Wachten op Tripels

Voor een zonnige zaterdag viel het mee met de drukte op het strand. Binnen in de strandtent was ik de enige wachtende. Toch beende de jongen die de bestellingen moest klaarmaken driftig heen en weer achter de bar alsof er een rij tot buiten stond. Hij was lang en had zich nog niet helemaal weten te bevrijden van zijn puberale slungeligheid. Zijn blik schoot langs de bonnetjes, zijn lippen bewogen geluidloos terwijl hij zichzelf voorlas wat hij in moest schenken. Hij friemelde wat aan de glazen op het druiprek, veegde zijn handen af aan zijn broek, bukte om de koelkast open te trekken.

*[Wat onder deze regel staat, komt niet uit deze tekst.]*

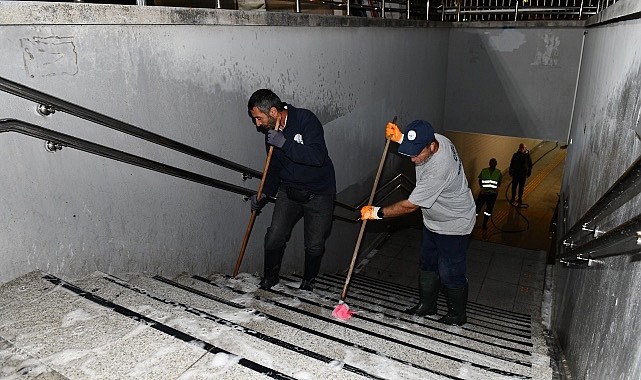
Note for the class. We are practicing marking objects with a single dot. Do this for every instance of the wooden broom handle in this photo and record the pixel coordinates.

In afwachting van het verschijnen van mijn bestelling had ik plaatsgenomen op een barkruk. De jongen zette een leeg dienblad voor me neer. Dat was een begin. Nog drie Brugge Tripel en een limonade voor het zoontje van mijn vriend erop, en ik zou een tevreden klant zijn. Hoewel er verder niemand anders stond te wachten, werd het dienblad met frisdrank gevuld, en even later meegenomen door een meisje met blond haar en witte benen.

Een volgend dienblad werd gevuld, maar wederom niet met de door mij bestelde Belgische beukers. Mijn vriend kwam aangelopen om te zien waarom het zo lang duurde. Hij lurkte aan een elektrische sigaret en liet een wolk van witte damp uit zijn mond ontsnappen. De zoete geur voerde me terug naar Turkse badplaatsen, terrassen met waterpijpen op de tafels. Plotseling dook het meisje met de witte benen naast ons op. ‘Wilt u buiten gaan roken?’

‘Ik rook niet.’

‘Toch wil ik dat u naar buiten gaat.’

Hij keek mij aan, schudde zijn hoofd en draaide zich om. Het meisje ging verder met haar werk, ik bleef achter aan de bar, waar ik de bewegingen van de jongen gadesloeg. ‘Wordt u al geholpen?’ vroeg hij.

‘Dat vraag ik me ook af,’ zei ik. ‘Ik heb wel al betaald.’

Ik herhaalde mijn bestelling, de jongen zette het op het dienblad, ik bedankte hem en liep naar buiten, de zon in, waar ik ondanks de weinig efficiënte  bediening toch een zekere mate van dronkenschap wist te bereiken.

Strand

Ik lag op het strand van Velsen-Noord met een vriendin die ik al een tijd niet gesproken had. Waar wij zaten was het rustig, maar een kilometer of twee naar rechts, voor de hoofdingang van Wijk aan Zee, zag ik een massa van parasols en luchtbedden en windschermen, de felle kleuren liepen door elkaar heen in de hete trillende lucht als vruchtenhagel op een kleffe snee witbrood.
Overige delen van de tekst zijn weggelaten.